着崩した制服のポケットに片手を突っ込み、傲岸不遜を絵にしたような尊大な態度。
「オレ様が訊いてんだよハゲ。お前がナッパか?」
「な、」
少年が着ている制服は見慣れないものだ。たしか、隣町のエリート進学校の制服じゃなかったっけ。
「強いんだろ? ハゲ」
またハゲって言った。ナッパさんはなあ、ハゲじゃなくてスキンヘッドなんだよ。ファッションなんだよ多分。そう、ボクが言い返そうとし、
「ラディッツ。下がってろ。コイツはやる気らしい」
ボクを押しのけて、ナッパさんはガード下を出た。
雨の中、睨み合うナッパさんと少年。ナッパさんは見下ろすように。少年は薄い笑みを浮かべて見上げている。

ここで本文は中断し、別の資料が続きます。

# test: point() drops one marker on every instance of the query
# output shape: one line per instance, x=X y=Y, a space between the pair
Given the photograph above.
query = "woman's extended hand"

こうして見ると、二人の身長差が良く分かる。体格差も。
見た感じ少年はボクよりも背が低い。手足も細い。天を衝く逆立て髪が異常なボリュームがある。筋肉ガチムチ、スキンヘッドヒゲなナッパさんの方が明らかに強そうだ。
それなのに、この少年の余裕は何だろう。
無謀な蛮勇でも無根拠な虚栄でもないのは、目を見れば分かる。己が強者であるという自信に充ち溢れ、人を見下すのに慣れた眼差し。剣呑な輝き。もしもその視線を向けられようものなら、コンマ秒で土下座する覚悟がボクにはある。
「ケケェ……」
ゴミ太郎が不安げな鳴き声を上げてすり寄ってきた。
栽培マンにもこの不穏な空気が分かったのだろう。
「大丈夫だよ、ゴミ太郎。ナッパさんは強いんだから」
少年は、ビニール傘を投げた。
始まる。ケンカが。いや、ナッパさんは指先一つで街をダウンさせてしまうんだ。ケンカなんてレベルで済むかどうか。
「ラディッツ。お前は関係ない。帰れ」
「え?」
一瞬、何を言われたか理解できなかった。
「これはコイツがオレに売ってきたケンカだ。巻き添えにならんように帰るんだ。お前もだ、チビ。ラディッツは関係ない。見逃してやってくれ」
「良いだろう。そのひ弱な坊やに手は出さない。オレ様にチビと言った事を死ぬほど後悔させてやろう」
今、この瞬間に殴り合いが始まらないのが不思議なくらい、二人の間で闘気が激しくぶつかる。
「行け。ラディッツ」
こちらを一切見ずに、ナッパさんはもう一度言った。
「明日、学校でな」
明日。約束。種まき。
大きな背中がそう言ったから、
「う、うん」
ボクはゴミ太郎の手を引いてその場を後にした。
家に帰るまで二回転んで、三回、車に水を引っ掛けられた。
テレビを点けると、ニュースをやっていた。
ボクの知らない遠い場所で山が四つ消し飛んだらしい。